Vu l’appel de cette ordonnance interjeté par Monsieur [O] [U] le 31 mars 2025 à 12h16 ;
Vu l’absence du Ministère Public près la Cour d’appel de Nîmes régulièrement avisé ;
Vu la présence de Monsieur [V] [G], représentant le Préfet des Bouches-du-Rhône, agissant au nom de l’Etat, désigné pour le représenter devant la Cour d’Appel en matière de Rétention administrative des étrangers, entendu en ses observations ;
Vu l’assistance de Madame [H] [T] [E] interprète en langue arabe inscrite sur la liste des experts de la cour d’appel de Nîmes ;
Vu la comparution de Monsieur [O] [U], régulièrement convoqué ;
Vu la présence de Me Laurence AGUILAR, avocat de Monsieur [O] [U] qui a été entendue en sa plaidoirie ;
MOTIFS
Monsieur [U] a été condamné le 3 décembre 2024 par le tribunal correctionnel de Marseille à une peine d’interdiction du territoire français pendant 5 ans.

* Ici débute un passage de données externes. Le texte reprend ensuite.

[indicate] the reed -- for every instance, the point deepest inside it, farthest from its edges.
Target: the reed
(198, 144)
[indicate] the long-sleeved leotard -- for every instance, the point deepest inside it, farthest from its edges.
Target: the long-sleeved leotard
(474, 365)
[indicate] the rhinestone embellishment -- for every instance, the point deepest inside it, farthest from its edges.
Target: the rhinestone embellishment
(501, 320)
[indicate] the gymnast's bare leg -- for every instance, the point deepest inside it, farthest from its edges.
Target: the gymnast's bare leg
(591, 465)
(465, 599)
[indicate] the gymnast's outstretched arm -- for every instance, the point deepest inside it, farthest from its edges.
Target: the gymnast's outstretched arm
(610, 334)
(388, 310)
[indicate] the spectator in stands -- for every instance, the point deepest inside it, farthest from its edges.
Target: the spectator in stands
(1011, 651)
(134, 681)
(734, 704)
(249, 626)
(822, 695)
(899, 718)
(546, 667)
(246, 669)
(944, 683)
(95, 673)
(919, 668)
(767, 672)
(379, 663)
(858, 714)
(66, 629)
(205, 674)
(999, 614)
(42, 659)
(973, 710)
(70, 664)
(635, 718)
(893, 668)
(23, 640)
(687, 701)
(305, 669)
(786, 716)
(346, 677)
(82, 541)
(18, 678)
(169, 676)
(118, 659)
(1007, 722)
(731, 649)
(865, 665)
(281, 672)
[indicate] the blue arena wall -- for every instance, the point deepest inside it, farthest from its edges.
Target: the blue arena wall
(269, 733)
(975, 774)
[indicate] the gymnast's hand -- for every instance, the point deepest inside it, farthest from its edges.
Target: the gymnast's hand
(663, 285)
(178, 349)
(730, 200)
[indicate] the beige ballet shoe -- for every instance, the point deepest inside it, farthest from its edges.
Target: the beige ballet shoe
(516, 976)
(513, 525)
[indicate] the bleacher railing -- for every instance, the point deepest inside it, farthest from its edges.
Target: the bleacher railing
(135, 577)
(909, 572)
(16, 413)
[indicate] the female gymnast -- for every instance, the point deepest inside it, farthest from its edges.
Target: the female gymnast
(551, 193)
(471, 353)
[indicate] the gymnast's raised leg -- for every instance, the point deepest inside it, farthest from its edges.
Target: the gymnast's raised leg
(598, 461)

Par arrêté préfectoral en date du 21 février 2025, il a été placé en rétention administrative aux fins d’exécution de la mesure d’éloignement.
Par ordonnance prononcée le 25 février 2025, le magistrat du siège du tribunal judiciaire de Nîmes a rejeté les exceptions de nullité soulevées ainsi que les moyens présentés par Monsieur [U] et ordonné la prolongation de sa rétention administrative pour vingt-six jours.
Par requête reçue le 28 mars 2025 à 16h22, M. [U] a sollicité sa remise en liberté. Par ordonnance du 29 mars 2025, notifiée à M. [U] à 18h01, le magistrat du siège du tribunal judiciaire de Nîmes a rejeté cette demande.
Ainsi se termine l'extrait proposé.